- Born: 3 January 1931 Solapur, Maharashtra, India
- Died: 11 January 2008 (aged 77)
- Occupations: Historia, political activist

= Yashawant Dinkar Phadke =

Historian and political activist from Maharashtra, India (1931–2008)

Yashawant Dinkar Phadke (Y. D. Phadke) (3 January 1931 – 11 January 2008) was a historian and a political activist from Maharashtra, India.

==Education==
Phadke received a Bachelor's degree from Pune University and a Master's degree and doctorate in economics and political science from Mumbai University. His doctoral thesis was titled Sanyukta Maharashtra Chalwal Ani Congress Paksha (Struggle for United Maharashtra and the Congress Party).

==Career==
For some time, Phadke served as the director of Maharashtra state government's Administrative Institute before starting his long teaching career as a professor of political science at Pune and Mumbai universities. In 1984, Phadke was awarded the Fulbright scholarship to complete his research at Temple University’s Center for Study of Federalism. During 1985-1991, he taught sociology at the Tata Institute of Social Sciences.

During 1991-1993, the Bharatiya Samaj Vidnyan Sanshodhan Parishad awarded Phadke its first Dr. Babasaheb Ambedkar Fellowship. The Asiatic Society in Mumbai conferred on him an honorary membership. (During the 1815-1995 180-year period, the Asiatic Society has awarded this honor only on 122 persons.)

Phadke served for a while as the president of Maharashtra State Board for Culture and Literature. He was the president of the 73rd Marathi Sahitya Sammelan, which was held in Belgaum in year 2000. He headed the Marathi advisory committee at Indian Dnyanpeeth.

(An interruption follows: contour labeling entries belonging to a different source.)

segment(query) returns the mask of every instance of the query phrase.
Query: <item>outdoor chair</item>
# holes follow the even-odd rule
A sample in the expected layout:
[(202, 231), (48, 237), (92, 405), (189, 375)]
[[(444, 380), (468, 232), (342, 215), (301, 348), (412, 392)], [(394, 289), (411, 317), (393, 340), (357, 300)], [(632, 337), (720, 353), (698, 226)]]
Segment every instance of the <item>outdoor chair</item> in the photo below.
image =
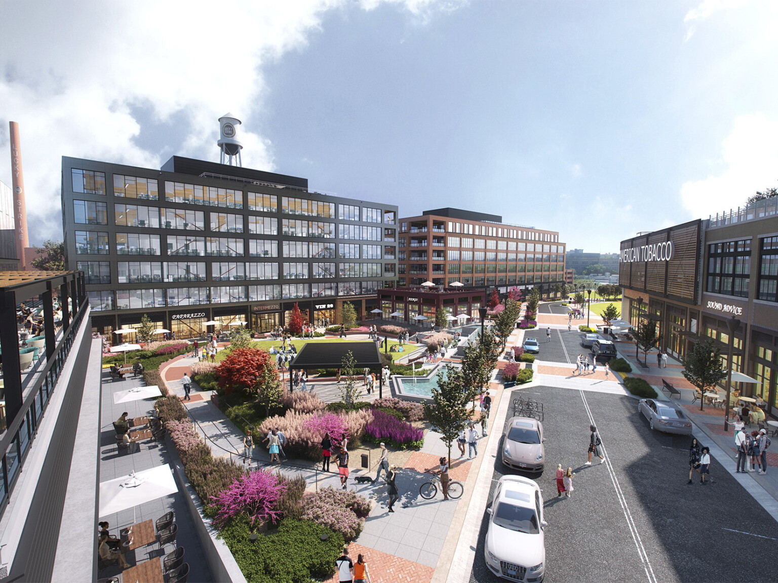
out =
[(159, 534), (159, 532), (170, 527), (172, 524), (173, 512), (170, 511), (157, 518), (156, 522), (154, 524), (154, 527), (156, 529), (156, 533)]
[(184, 547), (179, 546), (172, 553), (167, 554), (163, 560), (163, 567), (165, 573), (170, 574), (170, 571), (177, 570), (184, 563)]
[(189, 564), (184, 563), (183, 565), (175, 569), (167, 575), (168, 583), (187, 583), (187, 578), (189, 577)]
[(160, 532), (157, 533), (159, 542), (159, 550), (162, 550), (165, 548), (165, 545), (168, 543), (174, 543), (176, 541), (176, 534), (178, 532), (178, 525), (173, 522), (172, 525), (168, 526), (166, 529)]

He was a member of the advisory committee to the central government’s ministry for information and broadcasting.

==Authorship==
Phadke wrote in English and Marathi on a wide range of historical events and personalities of Maharashtra belonging to the last two centuries.

In English:
- The Constitution of India (Coauthored with R. Sririvasan)
- Senapati Bapat : Portrait of a Revolutionary
- Maharashtra in the 20th Century
- Social Reformers of Maharashtra
- Social Reform Movements in Maharashtra
- Politics and Language
- Women in Maharashtra
- V. K. Chiploonkar

In Marathi:

(Most of his Marathi work remains untranslated into English.)

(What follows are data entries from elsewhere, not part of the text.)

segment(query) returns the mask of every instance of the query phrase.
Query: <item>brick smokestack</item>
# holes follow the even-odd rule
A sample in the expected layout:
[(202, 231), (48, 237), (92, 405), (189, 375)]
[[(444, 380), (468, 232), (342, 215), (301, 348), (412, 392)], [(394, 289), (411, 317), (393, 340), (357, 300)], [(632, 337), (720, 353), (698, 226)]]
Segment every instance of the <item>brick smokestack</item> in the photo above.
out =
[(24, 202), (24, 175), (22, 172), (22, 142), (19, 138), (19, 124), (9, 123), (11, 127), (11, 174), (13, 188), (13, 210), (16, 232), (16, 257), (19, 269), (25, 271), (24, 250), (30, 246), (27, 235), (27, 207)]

- Sanshodhak Yashavant Dinkar Phadke (Coauthored with Nilā Upādhye)
- Sansada : Tevha Ani Ata
- Dharma Ani Rajakaran
- Ajakalache Rajakarani
- Bharatiya Nagarikatva
- Nahi Chira, Nahi Panati
- Jammu-Kashmir: Svayattvata Ki Svatantya?
- Adhunikata Ani Parampara : Ekonisavya Shatakatil Maharashtra (Coauthored with Rajendra Vhora)
- Visavya Shatakatil Maharashtra
- Shivachhatrapati: Itihas Ani Charitra
- Mahatma Phule Gaurava Grantha (Coauthored with Hari Narake)
- Shahu Chatrapati Ani Lokamanya
- Agarkar
- Ketkar Lekh Sangraha (Compilation of Shridhar Venkatesh Ketkar's essays)
- Dr. Ambedakaranche Marekari Arun Sauri
- Ra. Dho.n Karve
- Nathu-Ramayan
- Nyayalayat Madhū Limaye
- Annasaheb Laththe
- Drushtadrushta
- Svatantryavir Savarakaranchi Shastrastranchya Waparabaddalachi Bhoomika
- Rakhiwa jJaga Wastusthiti
- Akshar Divali
- Lokamanya Tilak Ani Krantikarak
- Kalindichya Tīravarati
- Ambeḍkari Chalaval
- Kahani Subhashachandranchi
- Shdhata Shodhata
- Svatantrya Andolanatil Musalman
- Svatantrya Chalavalitil Shikh
- Lokasabha Nivadnuka : 1952 Te 1999
- Smaranarekha
- Brahmanetar Chalavalitil Dhadadiche Karyakarte Dinakararav Javalakar Samagra Wangmay
- Mahatma Phule Samagra Wangmay
- Lokmanya Tilak
- Keshavrao Jedhe
- Shodh Savarkarancha
- Shodh Bal Gopalancha
- Vyakti Ani Vichar
- Krantikarak Va Ambedkari Chalwal

Phadke's last six books from the list above have won "Marathi Literature State Award" (also known as Maharashtra State Literary Award) .

Shodh Bal Gopalancha - historical work on the lives of Tilak and Agarkar, including their friendship and animosity, was one of the 177 books that readers chose in a poll of the best ever books written in Marathi.